# Soliton1



## Tesseract (Sep 27, 2008)

Which packets are you looking for, Rob? The streaming performance data ("logger") or are you wanting to change settings? We provide the logger protocol publicly, but we'd rather you didn't try to change settings with anything but a regular web browser.

Attached is the logger protocol description document.


----------



## Rob A (Feb 7, 2010)

This graphic display will be display only. We have a test display built with some gauges on it. We have that text document we were just looking for some actual data packets to see if our visual basic code is correct.
We are trying to make a cool looking digital dashboard. When we get this figured out we will make the code available.


----------



## Tesseract (Sep 27, 2008)

Rob A said:


> We are trying to make a cool looking digital dashboard. When we get this figured out we will make the code available.


We totally encourage this sort of thing for the obvious reasons. 

If you need any more help just shoot me or Qer (our programmer who is also on here) a PM.


----------



## dtbaker (Jan 5, 2008)

if you guys are looking to embed a 'computer on a chip' I know an outfit that squeezes a whole computer down to about the size of a pack of gum. You could preload an OS, a browser, and local webserver to run perl scripts, php, or whatever. Check out http://gumstix.com/


----------



## Rob A (Feb 7, 2010)

> if you guys are looking to embed a 'computer on a chip' I know an outfit that squeezes a whole computer down to about the size of a pack of gum. You could preload an OS, a browser, and local webserver to run perl scripts, php, or whatever. Check out http://gumstix.com/


They have some cool stuff.

I received the controller and we got some of the data to display on our digital dashboard. I need to connect it to the go kart battery pack and motor to test the other data.

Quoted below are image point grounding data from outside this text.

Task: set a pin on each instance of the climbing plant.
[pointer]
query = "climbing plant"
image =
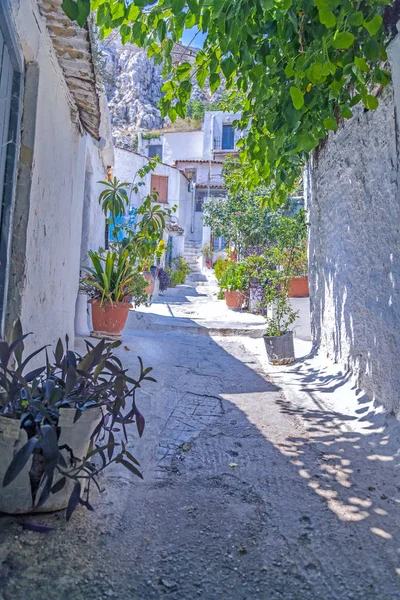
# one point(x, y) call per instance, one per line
point(293, 67)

I have one question about the battery pack circuit. Even though the Soliton1 has a contactor in it should I have another contactor to open the circuit in case of emergency?


----------



## dtbaker (Jan 5, 2008)

Rob A said:


> Even though the Soliton1 has a contactor in it should I have another contactor to open the circuit in case of emergency?


instead of an electrically controlled contactor, I would suggest a big fat circuit breaker, and then add a MANUAL pull kill just in case everything else gets welded together. I've got some pix of this common setup on my site...


----------